Conceptual form of a word

In psychology, a lemma (: lemmas or lemmata) is an abstract conceptual form of a word that has been mentally selected prior to the early stages of speech production. This concept is used to explain how the process of generating speech occurs. In particular, lemmas are seen as the mental representations of words that are organised and retrieved from memory before they are eventually spoken. A lemma represents a specific meaning but does not have any specific sounds that are attached to it.

When a person produces a word, they are essentially turning their thoughts into sounds, a process known as lexicalisation. In many psycholinguistic models this is considered to be at least a two-stage process. The first stage deals with semantics and syntax; the result of the first stage is an abstract notion of a word that represents a meaning and contains information about how the word can be used in a sentence. It does not, however, contain information about how the word is pronounced. The second stage deals with the phonology of the word; it attaches information about the sounds that will have to be uttered. The result of the first stage is the lemma in this model; the result of the second stage is referred to as the lexeme.

This two-staged model is the most widely supported theory of speech production in psycholinguistics, although it has been challenged. For example, there is some evidence to indicate that the grammatical gender of a noun is retrieved from the word's phonological form (the lexeme) rather than from the lemma. This can be explained by models that do not assume a distinct level between the semantic and the phonological stages (and so lack a lemma representation).

During the process of language activation, lemma retrieval is the first step in lexical access. In this step, meaning and the syntactic elements of a lexical item are realized as the lemma.
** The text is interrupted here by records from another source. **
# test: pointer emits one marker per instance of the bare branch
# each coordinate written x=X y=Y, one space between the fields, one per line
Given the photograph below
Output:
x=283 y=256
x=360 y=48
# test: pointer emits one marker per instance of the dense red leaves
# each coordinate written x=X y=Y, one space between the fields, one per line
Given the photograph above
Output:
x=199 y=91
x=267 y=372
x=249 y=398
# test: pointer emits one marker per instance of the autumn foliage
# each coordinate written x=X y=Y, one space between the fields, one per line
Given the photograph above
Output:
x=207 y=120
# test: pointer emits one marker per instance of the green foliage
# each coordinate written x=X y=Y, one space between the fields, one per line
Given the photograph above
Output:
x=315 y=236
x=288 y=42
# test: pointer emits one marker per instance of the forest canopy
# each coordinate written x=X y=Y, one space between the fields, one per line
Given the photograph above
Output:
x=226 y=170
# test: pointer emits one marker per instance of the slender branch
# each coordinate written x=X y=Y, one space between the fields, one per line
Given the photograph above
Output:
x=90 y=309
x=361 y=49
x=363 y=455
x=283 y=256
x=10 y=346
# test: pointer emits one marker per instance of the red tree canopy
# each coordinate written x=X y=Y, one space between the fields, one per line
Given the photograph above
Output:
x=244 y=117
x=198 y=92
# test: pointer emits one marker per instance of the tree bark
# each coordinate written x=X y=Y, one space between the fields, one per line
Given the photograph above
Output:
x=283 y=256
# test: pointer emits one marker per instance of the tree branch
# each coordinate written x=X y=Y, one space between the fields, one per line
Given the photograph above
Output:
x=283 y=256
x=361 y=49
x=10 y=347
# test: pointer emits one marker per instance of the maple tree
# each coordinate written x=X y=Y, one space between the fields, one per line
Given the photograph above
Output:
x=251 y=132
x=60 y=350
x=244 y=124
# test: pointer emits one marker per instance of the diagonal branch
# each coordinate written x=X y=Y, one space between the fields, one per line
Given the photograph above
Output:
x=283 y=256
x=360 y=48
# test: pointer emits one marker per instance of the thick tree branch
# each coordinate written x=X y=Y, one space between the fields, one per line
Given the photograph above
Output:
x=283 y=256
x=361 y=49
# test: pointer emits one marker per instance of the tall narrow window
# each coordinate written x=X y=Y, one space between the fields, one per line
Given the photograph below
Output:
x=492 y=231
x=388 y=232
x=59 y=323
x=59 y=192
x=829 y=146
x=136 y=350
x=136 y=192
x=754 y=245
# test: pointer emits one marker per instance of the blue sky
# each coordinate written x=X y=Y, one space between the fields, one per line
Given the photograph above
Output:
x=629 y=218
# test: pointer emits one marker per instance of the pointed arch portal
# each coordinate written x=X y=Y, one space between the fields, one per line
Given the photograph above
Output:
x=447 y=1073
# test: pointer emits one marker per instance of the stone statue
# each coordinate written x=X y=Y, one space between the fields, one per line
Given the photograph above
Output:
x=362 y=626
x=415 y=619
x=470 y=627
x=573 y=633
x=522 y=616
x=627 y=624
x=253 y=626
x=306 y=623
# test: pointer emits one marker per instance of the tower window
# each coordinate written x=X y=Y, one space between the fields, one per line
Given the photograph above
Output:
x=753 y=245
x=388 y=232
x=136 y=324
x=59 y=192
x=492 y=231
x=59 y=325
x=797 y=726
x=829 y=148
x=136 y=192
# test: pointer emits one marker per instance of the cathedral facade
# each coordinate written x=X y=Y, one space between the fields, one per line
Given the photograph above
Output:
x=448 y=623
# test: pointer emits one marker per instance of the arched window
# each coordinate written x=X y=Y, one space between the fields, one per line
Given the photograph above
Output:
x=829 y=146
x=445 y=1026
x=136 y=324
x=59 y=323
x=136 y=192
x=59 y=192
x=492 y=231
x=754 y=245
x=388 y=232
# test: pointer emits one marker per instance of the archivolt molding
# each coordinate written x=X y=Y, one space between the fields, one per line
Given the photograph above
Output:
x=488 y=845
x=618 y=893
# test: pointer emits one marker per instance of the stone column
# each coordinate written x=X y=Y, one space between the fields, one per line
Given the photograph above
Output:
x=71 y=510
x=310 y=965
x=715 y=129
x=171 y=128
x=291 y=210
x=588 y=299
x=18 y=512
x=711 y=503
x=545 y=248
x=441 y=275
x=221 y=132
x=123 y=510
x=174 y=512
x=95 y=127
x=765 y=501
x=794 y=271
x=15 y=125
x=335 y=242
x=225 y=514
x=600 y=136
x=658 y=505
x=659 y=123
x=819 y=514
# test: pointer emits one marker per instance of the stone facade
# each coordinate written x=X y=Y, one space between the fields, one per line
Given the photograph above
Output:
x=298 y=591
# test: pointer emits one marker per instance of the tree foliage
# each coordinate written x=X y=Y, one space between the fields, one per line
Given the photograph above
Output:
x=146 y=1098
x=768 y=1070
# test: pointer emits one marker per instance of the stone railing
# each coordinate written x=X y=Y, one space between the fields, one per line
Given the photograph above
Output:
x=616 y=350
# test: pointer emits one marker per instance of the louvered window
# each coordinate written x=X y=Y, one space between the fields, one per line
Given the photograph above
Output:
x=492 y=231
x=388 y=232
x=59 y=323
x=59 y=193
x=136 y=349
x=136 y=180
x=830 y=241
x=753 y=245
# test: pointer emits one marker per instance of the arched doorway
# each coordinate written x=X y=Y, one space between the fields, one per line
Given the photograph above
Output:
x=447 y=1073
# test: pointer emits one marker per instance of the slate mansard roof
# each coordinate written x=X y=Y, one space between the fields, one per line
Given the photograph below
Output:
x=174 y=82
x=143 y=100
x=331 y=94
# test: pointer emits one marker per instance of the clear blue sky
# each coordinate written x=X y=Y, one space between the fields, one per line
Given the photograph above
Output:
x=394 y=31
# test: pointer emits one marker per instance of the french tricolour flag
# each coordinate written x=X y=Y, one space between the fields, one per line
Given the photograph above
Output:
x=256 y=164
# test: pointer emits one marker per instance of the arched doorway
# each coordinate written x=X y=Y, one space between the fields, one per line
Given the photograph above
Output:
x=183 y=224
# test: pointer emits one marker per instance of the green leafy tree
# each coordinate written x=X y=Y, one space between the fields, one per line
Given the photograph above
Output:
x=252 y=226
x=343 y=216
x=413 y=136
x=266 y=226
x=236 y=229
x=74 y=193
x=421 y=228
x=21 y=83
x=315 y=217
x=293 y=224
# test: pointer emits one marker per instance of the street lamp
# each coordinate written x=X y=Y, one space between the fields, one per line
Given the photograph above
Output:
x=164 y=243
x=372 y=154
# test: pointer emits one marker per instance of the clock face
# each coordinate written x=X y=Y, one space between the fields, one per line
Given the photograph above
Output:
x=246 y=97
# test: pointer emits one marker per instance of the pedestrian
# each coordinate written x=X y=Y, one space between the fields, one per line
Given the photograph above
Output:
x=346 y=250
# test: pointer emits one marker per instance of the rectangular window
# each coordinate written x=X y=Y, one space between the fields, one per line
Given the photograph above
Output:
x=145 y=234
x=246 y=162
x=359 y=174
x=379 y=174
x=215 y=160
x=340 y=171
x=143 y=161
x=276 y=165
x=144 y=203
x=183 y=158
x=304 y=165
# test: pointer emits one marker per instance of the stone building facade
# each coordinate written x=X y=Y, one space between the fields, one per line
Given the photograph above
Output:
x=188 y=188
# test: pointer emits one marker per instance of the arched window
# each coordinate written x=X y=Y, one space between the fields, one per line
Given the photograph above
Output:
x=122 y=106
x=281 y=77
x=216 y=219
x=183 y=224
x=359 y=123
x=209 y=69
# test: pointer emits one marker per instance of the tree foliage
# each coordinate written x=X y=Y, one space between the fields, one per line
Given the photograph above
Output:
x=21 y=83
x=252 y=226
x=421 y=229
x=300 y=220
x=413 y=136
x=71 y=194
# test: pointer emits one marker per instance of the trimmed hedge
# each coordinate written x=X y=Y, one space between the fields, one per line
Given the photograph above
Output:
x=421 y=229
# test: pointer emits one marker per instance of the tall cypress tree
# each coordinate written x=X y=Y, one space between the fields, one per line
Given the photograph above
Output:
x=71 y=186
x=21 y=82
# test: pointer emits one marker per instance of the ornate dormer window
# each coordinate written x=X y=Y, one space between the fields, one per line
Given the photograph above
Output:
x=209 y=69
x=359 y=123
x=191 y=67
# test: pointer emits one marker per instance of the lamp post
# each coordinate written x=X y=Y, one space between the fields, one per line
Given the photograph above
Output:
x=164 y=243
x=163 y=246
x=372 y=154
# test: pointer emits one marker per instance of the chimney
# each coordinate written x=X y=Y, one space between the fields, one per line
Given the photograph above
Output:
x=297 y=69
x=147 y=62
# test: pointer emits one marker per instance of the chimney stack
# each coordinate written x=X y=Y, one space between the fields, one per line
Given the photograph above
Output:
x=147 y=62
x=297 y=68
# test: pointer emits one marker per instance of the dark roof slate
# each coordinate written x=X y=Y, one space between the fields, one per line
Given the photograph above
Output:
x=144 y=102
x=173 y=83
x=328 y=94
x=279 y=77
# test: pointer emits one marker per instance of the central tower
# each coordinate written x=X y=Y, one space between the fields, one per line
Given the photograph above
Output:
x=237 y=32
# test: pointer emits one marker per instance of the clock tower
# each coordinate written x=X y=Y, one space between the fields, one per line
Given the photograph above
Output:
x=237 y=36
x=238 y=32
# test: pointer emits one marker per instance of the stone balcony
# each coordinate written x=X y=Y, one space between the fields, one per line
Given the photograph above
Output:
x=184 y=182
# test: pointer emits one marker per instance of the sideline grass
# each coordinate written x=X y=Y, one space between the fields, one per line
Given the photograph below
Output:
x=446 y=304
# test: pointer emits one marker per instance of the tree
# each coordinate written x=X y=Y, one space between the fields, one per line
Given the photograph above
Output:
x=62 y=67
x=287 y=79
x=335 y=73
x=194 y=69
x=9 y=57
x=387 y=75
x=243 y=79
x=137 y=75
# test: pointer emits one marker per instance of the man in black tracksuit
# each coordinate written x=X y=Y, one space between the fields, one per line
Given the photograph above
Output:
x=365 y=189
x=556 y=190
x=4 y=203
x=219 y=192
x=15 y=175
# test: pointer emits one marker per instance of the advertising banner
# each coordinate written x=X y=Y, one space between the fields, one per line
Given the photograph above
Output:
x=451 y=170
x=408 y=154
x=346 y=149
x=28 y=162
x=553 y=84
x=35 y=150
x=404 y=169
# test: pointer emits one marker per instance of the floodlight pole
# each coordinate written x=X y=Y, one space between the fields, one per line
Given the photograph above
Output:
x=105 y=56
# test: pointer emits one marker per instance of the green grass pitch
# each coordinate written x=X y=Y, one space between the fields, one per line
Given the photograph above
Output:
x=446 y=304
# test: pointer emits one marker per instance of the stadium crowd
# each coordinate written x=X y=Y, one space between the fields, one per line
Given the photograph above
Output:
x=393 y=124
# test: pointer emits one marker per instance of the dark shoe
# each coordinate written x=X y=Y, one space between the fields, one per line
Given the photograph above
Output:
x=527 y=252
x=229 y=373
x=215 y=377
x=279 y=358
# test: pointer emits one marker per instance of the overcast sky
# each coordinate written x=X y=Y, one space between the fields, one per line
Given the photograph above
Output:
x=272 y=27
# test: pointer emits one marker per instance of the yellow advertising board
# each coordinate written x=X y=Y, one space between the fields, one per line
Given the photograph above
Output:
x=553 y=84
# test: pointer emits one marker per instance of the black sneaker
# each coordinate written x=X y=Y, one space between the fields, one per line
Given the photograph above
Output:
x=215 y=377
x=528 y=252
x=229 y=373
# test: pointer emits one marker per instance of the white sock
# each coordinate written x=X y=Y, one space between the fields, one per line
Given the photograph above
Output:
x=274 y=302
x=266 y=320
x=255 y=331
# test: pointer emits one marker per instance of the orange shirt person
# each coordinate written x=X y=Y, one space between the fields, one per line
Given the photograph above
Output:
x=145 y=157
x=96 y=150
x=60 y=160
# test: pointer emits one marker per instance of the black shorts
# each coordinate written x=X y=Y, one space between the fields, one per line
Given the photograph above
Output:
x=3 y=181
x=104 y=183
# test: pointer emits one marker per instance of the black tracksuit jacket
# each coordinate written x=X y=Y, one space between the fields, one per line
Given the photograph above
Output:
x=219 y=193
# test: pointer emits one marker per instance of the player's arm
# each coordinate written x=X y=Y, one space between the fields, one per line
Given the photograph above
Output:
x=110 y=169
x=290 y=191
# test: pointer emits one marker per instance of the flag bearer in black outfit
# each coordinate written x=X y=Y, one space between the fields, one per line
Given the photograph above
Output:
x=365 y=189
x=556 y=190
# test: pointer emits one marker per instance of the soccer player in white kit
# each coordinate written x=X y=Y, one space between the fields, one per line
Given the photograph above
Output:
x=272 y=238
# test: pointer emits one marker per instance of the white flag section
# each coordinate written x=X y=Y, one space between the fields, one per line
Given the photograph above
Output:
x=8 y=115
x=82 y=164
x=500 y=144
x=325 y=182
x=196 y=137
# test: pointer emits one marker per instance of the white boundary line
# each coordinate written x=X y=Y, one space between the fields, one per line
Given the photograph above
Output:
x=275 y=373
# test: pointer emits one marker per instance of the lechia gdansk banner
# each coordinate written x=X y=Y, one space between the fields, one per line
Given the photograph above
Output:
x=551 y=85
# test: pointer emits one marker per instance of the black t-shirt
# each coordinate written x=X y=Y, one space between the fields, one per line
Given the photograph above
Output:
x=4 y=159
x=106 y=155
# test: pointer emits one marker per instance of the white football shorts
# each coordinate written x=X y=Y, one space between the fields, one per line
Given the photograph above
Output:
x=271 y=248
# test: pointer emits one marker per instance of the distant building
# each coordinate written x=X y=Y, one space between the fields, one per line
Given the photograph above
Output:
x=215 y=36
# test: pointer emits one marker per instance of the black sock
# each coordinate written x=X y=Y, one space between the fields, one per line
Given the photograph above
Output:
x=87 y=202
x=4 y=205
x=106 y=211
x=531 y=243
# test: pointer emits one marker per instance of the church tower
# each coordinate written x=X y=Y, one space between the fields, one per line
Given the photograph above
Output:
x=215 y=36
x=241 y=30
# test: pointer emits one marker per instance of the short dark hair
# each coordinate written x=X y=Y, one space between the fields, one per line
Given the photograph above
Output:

Lemma retrieval, as explained through a spreading-activation theory, is part of a network of separate elements consisting of the abstract concept, the lemma and the lexeme. Lemma retrieval is aided by the activation level of the concept that has yet to be verbalized. When activation takes place on the lemma level, the highest activated lemma element is selected.

Lexical selection experiments have provided evidence that lemma retrieval is affected by the frequency of the word. This indicates that word frequency is not only significant for retrieving the lexical elements, but also in accessing semantic and syntactic elements for encoding lemmas into a phrase.

Experiments that have studied the Tip-of-the tongue (TOT) phenomenon have provided evidence that less strong connections of phonological elements (lexemes) and lexical and syntactic representation (lemmas) lead to an inability to retrieve a lexical item. TOT utterances provide evidence that the lemmas and lexemes are separate processes in language activation.